Bu coşkulu övgü şarkısında ifade edilen, sıradan bir sevinç değildi. Bu sevinci tüm topluluğun duyduğu kesindi. Çünkü “Harun’un kız kardeşi Peygamber Miryam tefini eline aldı, bütün kadınlar tefler ile dans ederek onu izlediler.” (ayet 20) Ve Miryam, şarkı söyleyen koroyu idare ederken, onlara şu ezgiyi söyledi: ‘Ezgiler sunun Rabbe, çünkü yüceldikçe yüceldi, atları ve atlıları denize döktü.’ (ayet 21) Burada Miryam’dan ilk kez adı ile söz edilir ve onun bir peygamber olduğunun farkına varmak çok ilgi çekicidir. Büyük olasılıkla erkek kardeşi bebek Musa’nın içinde yattığı hasır sepeti izleyen Miryam idi ve Musa’nın annesi ile buluşmasına aracı olan da yine o idi. Böylece aynı zamanda Miryam da, yalnızca Musa ile olan bağlantısı ile ilgili olarak değil, ama kendisine verilmiş olan farklı armağan nedeni ile İsrail’de seçkin biri haline gelmiştir. Öğüt verdiği kişi ile bağlantısı olan herkesi bereketlemek, Rabbin yollarından biridir; aynı zamanda böylece bize O’nun gözünde aile bağlarının ne kadar kutsal olduğu da açıklanmış olur. Ama önümüzde canlandırılan sahnede Miryam’ın, İsrailli kadınların sevincinin önderi ve ağzı olması, onun onurlandırıldığını ve ayrıcalıklı olduğunu belirtir.
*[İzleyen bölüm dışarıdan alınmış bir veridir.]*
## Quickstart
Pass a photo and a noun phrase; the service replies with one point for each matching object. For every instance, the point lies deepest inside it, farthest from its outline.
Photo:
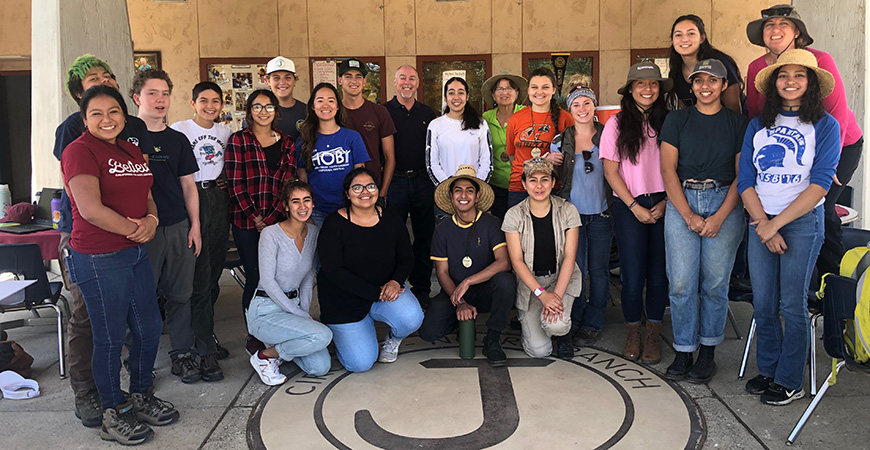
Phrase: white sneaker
(267, 369)
(390, 350)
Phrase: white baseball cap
(280, 63)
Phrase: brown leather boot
(651, 352)
(632, 342)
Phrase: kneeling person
(471, 262)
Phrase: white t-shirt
(448, 146)
(209, 146)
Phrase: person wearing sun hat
(780, 28)
(787, 164)
(471, 262)
(542, 236)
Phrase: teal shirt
(501, 166)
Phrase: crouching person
(472, 264)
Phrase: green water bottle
(466, 339)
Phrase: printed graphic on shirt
(782, 142)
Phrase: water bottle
(5, 199)
(55, 210)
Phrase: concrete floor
(216, 415)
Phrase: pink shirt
(645, 177)
(835, 103)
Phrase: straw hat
(800, 58)
(443, 197)
(489, 84)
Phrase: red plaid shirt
(254, 189)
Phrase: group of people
(516, 208)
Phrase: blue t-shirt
(333, 157)
(172, 158)
(71, 129)
(780, 162)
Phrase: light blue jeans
(702, 265)
(356, 343)
(298, 339)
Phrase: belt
(704, 185)
(410, 173)
(290, 294)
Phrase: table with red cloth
(48, 242)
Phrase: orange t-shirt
(527, 131)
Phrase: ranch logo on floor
(432, 399)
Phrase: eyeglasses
(258, 107)
(357, 188)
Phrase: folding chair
(25, 260)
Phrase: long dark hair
(470, 119)
(311, 125)
(705, 51)
(812, 109)
(555, 110)
(631, 120)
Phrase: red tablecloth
(48, 241)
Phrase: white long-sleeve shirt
(448, 146)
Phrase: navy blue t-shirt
(172, 158)
(71, 129)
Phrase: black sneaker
(492, 349)
(186, 368)
(209, 368)
(121, 424)
(152, 410)
(680, 367)
(778, 395)
(758, 385)
(89, 409)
Herkesin yüreği mutluluk ile dolu idi ve bunu müzik, dans ve şarkı ile ifade ettiler. Kurtarılmışlardı ve bu gerçeği bu mutlu sabahta yaşıyorlardı; kurtuluşlarının sevinci ile dolu olarak bu sevinci şükran ve övgü ezgileri ile yüksek ses ile ifade ediyorlardı.
1. Burada, İbranice sözcüğün doğru olarak tercüme edilip edilmediğinden kuşku duyulabilir. (Bu ayetin çevirisi ile ilgili nota bakınız, sayfa 110.) İngilizce metin hakkında yapılan yorumlar, yine de doğru kabul edilirler; çünkü önemli olan tek şey, gerçektir.
2. Kutsal bir yer bina etme düşüncesi, İsrail’den değil, Tanrı’dan geldi. (Bakınız Mısır’dan Çıkış 25:8) Kurtardığı halkının arasında konut kurmak O’nun isteği idi.